While exceeding 7,000 steps a day offers few added health benefits, it does no harm. But there were many people who found 10,000 steps to be unattainable, and 7,000 feels like an easier number to reach.
If that still feels out of reach, there are benefits to increasing your step count, even if it doesn’t reach 7,000. Researchers found increasing step count from 2,000 steps a day to 4,000 lowered the mortality risk by 36%.
Amanda Paluch, a physical activity epidemiologist at the University of Massachusetts Amherst, led a different group of researchers who also studied the effects of step count on health. They discovered that age may set the number of required steps for good health.
“We were seeing older adults did not seem to need as many steps compared to younger adults,” she reported.
Her research indicated that younger adults need 8,000–10,000 steps per day while adults in their sixties and older did just as well with 6,000–8,000 steps per day.
Researchers also wondered if speed may make a difference. Some researchers said it was difficult for them to come to any definitive conclusions. It was unclear if walking faster led to better health or if better health allowed people to walk faster.
Paluch found that speed made no difference.
“We don’t actually see an association once we consider the number of steps,” she said. “So essentially, the total number of steps, regardless of how fast you’re walking, seems to have a benefit.”
But there is some risk in declaring that 7,000 steps a day leads to better heath, because it offers the illusion that this alone is enough of a physical fitness regimen. “Everybody wants to know how little I need to do. That is the wrong question,” says Dr. William Kraus, a professor at Duke University who was involved in setting the federal guidelines for physical activity. “Anything is better than nothing — more is better than less.”

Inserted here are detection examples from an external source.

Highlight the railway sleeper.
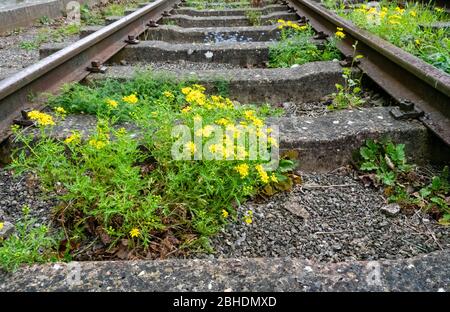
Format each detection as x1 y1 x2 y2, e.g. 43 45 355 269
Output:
80 25 280 43
7 107 431 172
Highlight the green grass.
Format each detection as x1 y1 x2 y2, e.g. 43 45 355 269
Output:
336 1 450 73
269 26 341 67
359 140 450 225
11 72 294 258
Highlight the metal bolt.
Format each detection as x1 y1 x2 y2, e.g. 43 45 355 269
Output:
147 20 159 28
87 60 106 74
125 35 139 44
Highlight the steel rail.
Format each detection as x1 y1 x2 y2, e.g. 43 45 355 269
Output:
285 0 450 145
0 0 180 142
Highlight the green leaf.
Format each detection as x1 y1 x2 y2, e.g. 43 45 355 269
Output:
381 171 395 185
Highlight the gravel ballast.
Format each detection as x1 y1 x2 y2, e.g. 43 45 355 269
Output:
0 169 56 227
0 170 450 262
205 169 450 262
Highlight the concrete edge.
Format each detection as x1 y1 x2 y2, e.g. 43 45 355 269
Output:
0 0 101 35
0 250 450 292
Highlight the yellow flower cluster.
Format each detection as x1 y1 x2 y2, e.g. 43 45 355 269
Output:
184 141 197 154
244 210 253 224
244 110 264 128
277 19 308 31
255 165 270 184
234 164 249 178
27 110 55 126
130 228 141 238
122 93 138 104
181 84 234 113
163 91 175 99
64 132 81 144
106 99 119 108
334 27 345 39
195 125 214 138
55 106 67 116
89 139 107 149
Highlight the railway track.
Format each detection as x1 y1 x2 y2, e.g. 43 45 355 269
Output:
0 0 450 290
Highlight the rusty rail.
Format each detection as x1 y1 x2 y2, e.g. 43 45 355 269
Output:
0 0 180 142
285 0 450 145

That recommendation of 7,000 steps actually changes if someone works at a sedentary job. New evidence suggests that if you spend eight hours in a chair, you need to aim closer to 13,000 steps per day .
While walking 7,000 steps can provide multiple health benefits, it needs to be part of a larger fitness plan. Steps alone can’t be the only approach to physical health. A good plan also includes strength training, as well as mobility exercises.